[lbo-talk] Re: Scientistism

Les Schaffer schaffer at optonline.net
Wed Oct 11 16:14:43 PDT 2006


Carrol Cox wrote:
> This makes sense to me. It's been quite a few years since I read some
> account of Feynman's discoveries (and I can't even remember if it was
> Feynman's own or by someone else), but the part that left me quite
> baffled involved math which had nothing whatever to do with either
> measuring or any experiment. Something about some strange way of
> summing to get rid of infinities or something?????????

renormalization ....

the polite way to say this is that one removes non-observable properties from a theory so that one can realistically interpret an experiment. since an electron's mass (which appears IN these theories) depends on its energy which depends on its (energetic) interaction with the particles in the vacuum, one can NEVER measure the "bare mass" of the electron ever. one can only observe the mass of the electron in the lab (via interaction) as it concurrently interacts with this vacuum. therefore clever summation techniques were developed so that all these vacuum interactions effects could be included (added up) in such a way as to connect the observable electron mass with the "true" electron mass appearing in various fundamental theories.

the summation techniques were developed in stages. first is a set of mathematical approximations which Feynmann and others did to first order to get sensible and ultimately very accurate results. renormalization is a procedure that ensures the summation process can be carried out to higher and higher orders of approximation. some theories give sensible results to first order, but cannot be renormalized.
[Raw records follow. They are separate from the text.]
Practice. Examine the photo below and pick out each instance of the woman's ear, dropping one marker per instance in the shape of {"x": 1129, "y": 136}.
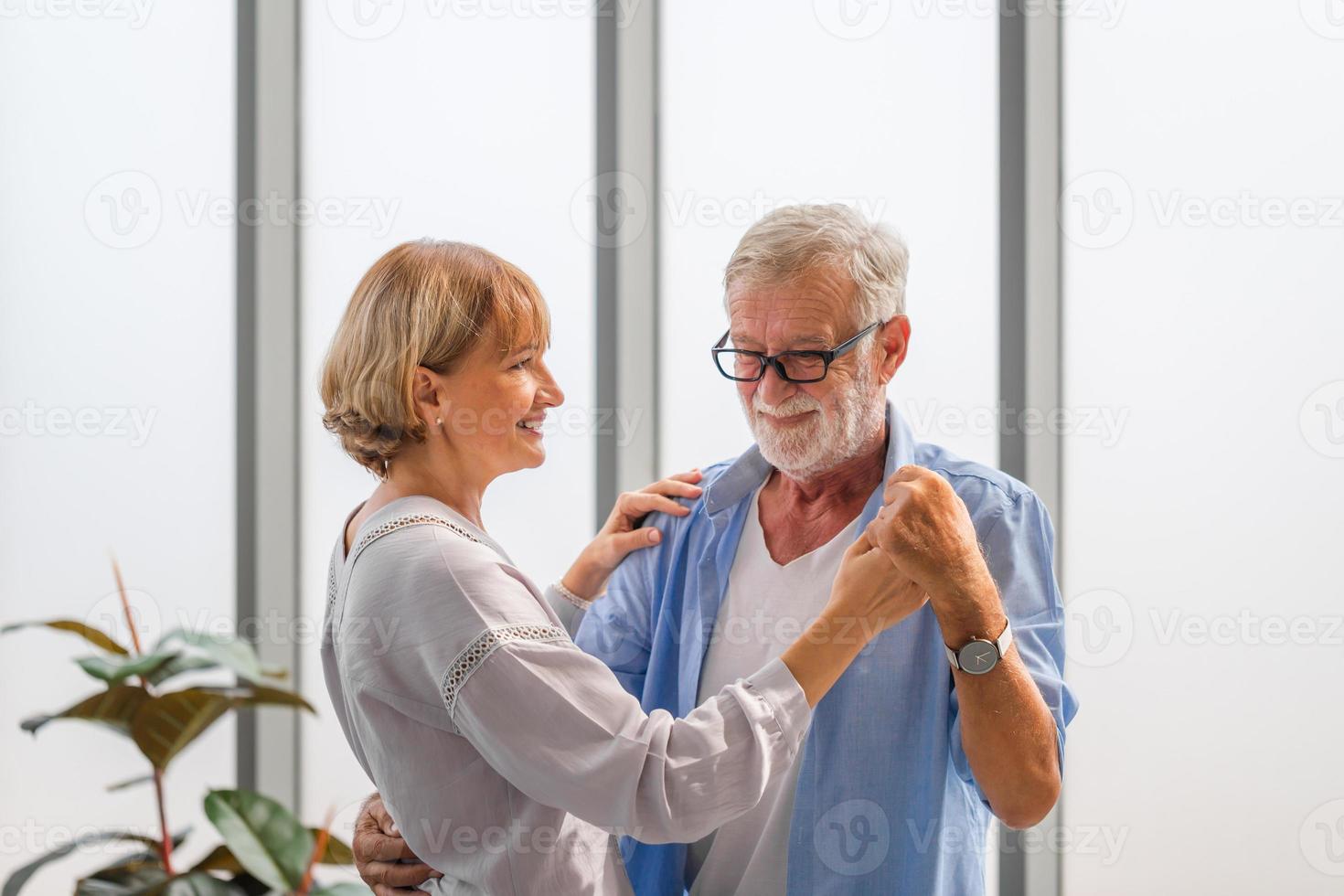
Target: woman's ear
{"x": 429, "y": 397}
{"x": 894, "y": 337}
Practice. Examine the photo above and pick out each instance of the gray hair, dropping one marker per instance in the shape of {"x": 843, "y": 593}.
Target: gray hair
{"x": 795, "y": 240}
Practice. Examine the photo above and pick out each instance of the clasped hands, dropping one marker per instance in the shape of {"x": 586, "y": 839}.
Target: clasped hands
{"x": 923, "y": 528}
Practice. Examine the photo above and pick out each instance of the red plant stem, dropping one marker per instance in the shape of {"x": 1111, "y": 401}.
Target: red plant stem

Freeman Dyson showed that quantum electrodynamics can be renormalized. 't Hooft and Veltman showed that electro-weak (electromagnetism plus the weak force) theory is renormalizable. there is no quantum gravity yet that is renormalizable, hence superstrings and all that kind of effort.

weird as all these summation efforts sound, the predictions which arise from them are incredibly accurate for quantum electrodynamics.


> Some features of the world revealed by physics simply have no corresponding or even
> analogous features in the 'visible' world which common language deals with.
for example, the "real", "true" electron mass, unaffected by any interactions with anything.

at first sight, the math developed for renormalization doesn't have any inherent elegance. its not part of the fundamental structure of the theories. but it was developed as a sort of mopping up operation to make things clean, tidy and workable, to connect the theory WITH experiment.

this changed, as it's methods were extended into something called the renormalization group, which is now used in other branches of physics in an elegant fashion.